WASHINGTON (CN) — An FBI agent who testified about how five indicted members of the Proud Boys used social media in furthering a conspiracy to overthrow the U.S. government returned to the witness stand Tuesday, this time for defense cross-examination.
FBI Special Agent Kate Camiliere began the week testifying about how the evidence from the social media site Parler relates to the state of mind of the defendants at the time they made the posts. It shows a propensity to commit violence, she said, a not-insignificant thing given the actual violence that occurred during the riot at the U.S. Capitol on Jan. 6, 2020, which the defendants either committed themselves or publicized on Parler.
Defense attorney Nick Smith, whose client, Ethan Nordean, described himself as the Proud Boys sergeant-at-arms from Auburn, Washington, quizzed Agent Camiliere about posts referring to the conspiracy theory that the 2020 election was stolen from former President Donald Trump through widespread voter fraud. Smith also brought up videos in which the conspiracy theorist and InfoWars host Alex Jones discusses members of the Proud Boys engaging in violence.
The witness conceded Smith's query about how the defendants were part of a subset of perhaps millions of Americans posting questions about the election results.
She demurred, however, at Smith's suggestion that the posts would be "proof of a nationwide conspiracy."
Postings on Parler are not intrinsically a criminal conspiracy unless followed by action, Camiliere argued, but emphasizing as well that the occurrence of an action after a message does not mean the message caused the conspiracy.
Camiliere also denied Smith's suggestion that the government cherry-picked from what he called a universe of thousands of Parler posts to suggest that the defendants had a criminal agreement.
It was only while investigating the crimes that the defendants committed on Jan. 6, Camiliere said, that authorities looked at the posts made by the defendants.
The agent denied another question from Smith about what the evidence said about the propensity of the Proud defendants to commit violence again. She said the evidence shows the history of the group with which they were associating at the time.
Camiliere's cross-examination is expected to continue Wednesday. U.S. District Judge Thomas Kelly, a Trump appointee, is presiding over the trial.
The government charged the five defendants with seditious conspiracy, saying their mobilization of the mob into the Capitol on Jan. 6, 2021, led "to dismantling of metal barricades, destruction of property, breaching of the Capitol building, and assaults on law enforcement.”
Standing trial alongside Nordean are Proud Boys leader Enrique Tarrio; a self-described Proud Boys organizer Joseph Biggs, of Ormond Beach, Florida; Zachary Rehl, former president of the Proud Boys chapter in Philadelphia; and Dominic Pezzola, a member of the group's chapter in Rochester, New York.

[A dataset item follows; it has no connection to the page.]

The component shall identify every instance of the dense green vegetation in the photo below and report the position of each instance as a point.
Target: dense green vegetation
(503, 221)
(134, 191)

In addition to seditious conspiracy, which carries a 20-year maximum prison sentence, the defendants all face one count of conspiracy to prevent an officer from discharging any duties. Pezzola faces a robbery charge. All have pleaded not guilty.
The government has so far charged approximately 950 people in connection with the Capitol riot. As of Jan. 6, about 364 people had pleaded guilty to misdemeanors, and about 119 had pleaded guilty to felonies. Approximately 192 people have been sentenced to prison time.
Jury selection is slated to begin Wednesday in case against members of the Oath Keepers, another far-right group that has already seen two groups of members convicted of seditious conspiracy charges.